Did Iran doctor missile photos?

A blogger noticed something fishy about smoke formations in a launch photo.

iran photoshop (photo credit: )
iran photoshop
(photo credit: )
Images of Iran's latest round of missile tests have been proudly posted on official media outlets in the Islamic Republic and circulated around the world, but an attentive American blogger was the first to notice something fishy about the identical formations of dust and smoke that appear underneath the rising projectiles in a launch photograph. Iranian state news outlets said the picture showed four long- and medium-range missiles lifting off in the heart of the Iranian desert on Wednesday, but Charles Johnson of the Little Green Footballs blog wrote, "At least one of the photographs released today by Iran and published by an unquestioning Western media has been Photoshopped." The picture was released by the Iranian Revolutionary Guards - but apparently in two versions. The first showed only three missiles taking off, and the fourth failing to launch. The hurriedly reissued picture showed all four missiles airborne.

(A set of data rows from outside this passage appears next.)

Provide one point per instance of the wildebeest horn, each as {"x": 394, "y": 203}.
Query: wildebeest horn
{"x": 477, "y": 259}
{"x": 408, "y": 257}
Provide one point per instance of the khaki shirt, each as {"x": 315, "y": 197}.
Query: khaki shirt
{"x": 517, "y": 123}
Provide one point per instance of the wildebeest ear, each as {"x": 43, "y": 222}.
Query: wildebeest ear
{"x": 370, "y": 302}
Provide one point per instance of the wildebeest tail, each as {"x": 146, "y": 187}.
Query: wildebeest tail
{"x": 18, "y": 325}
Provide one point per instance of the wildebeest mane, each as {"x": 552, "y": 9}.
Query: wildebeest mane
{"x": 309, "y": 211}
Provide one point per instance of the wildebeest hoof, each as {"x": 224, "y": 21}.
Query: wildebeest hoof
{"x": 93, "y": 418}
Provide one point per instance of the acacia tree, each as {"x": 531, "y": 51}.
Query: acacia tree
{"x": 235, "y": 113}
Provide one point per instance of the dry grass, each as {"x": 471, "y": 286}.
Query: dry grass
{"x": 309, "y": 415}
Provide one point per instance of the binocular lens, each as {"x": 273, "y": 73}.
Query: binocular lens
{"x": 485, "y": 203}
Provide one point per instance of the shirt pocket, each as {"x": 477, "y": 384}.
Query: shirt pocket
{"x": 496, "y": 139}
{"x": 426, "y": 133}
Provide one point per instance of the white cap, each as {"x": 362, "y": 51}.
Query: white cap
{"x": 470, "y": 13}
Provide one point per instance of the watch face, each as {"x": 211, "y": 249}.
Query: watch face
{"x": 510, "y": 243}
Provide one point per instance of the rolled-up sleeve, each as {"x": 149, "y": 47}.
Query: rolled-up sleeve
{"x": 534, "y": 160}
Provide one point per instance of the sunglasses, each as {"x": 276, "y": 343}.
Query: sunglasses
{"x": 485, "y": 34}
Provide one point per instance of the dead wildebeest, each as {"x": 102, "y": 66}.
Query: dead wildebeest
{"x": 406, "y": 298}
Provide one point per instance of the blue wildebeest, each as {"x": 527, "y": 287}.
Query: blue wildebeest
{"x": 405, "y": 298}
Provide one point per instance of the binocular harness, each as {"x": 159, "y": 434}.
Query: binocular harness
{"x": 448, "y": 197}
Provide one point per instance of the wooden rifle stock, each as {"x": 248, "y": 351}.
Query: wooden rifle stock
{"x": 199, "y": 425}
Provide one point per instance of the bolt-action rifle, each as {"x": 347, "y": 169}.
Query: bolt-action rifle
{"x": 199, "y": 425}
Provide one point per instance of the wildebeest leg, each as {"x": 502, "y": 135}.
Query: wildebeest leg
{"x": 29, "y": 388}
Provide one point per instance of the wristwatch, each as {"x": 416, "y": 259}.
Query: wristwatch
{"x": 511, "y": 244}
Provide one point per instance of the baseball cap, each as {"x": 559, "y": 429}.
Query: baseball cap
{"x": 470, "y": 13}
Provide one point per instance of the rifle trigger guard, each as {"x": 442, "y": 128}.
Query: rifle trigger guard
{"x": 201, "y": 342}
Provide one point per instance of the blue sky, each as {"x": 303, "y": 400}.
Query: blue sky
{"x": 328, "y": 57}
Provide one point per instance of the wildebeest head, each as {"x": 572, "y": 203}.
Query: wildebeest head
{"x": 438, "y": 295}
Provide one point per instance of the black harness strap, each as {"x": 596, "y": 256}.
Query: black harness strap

The Jerusalem Post asked the veteran Tel Aviv-based photographer and image expert Gideon Sella to examine the apparently doctored Iranian photograph. "This is, beyond a shadow of a doubt, a cloned missile," Sella said. "It is not possible for the smoke trails, both on the ground and in the air, to be identical." He described the image as "a sloppy Photoshop job." Some news agencies on Thursday withdrew the picture of the four airborne missiles. Johnson's blog was the first to note that a Reuters image of smoke rising from a Beirut site targeted by the IAF during the Second Lebanon War in 2006 had been doctored to show an additional plume of smoke. That image was consequently withdrawn and the photojournalist who provided it suspended.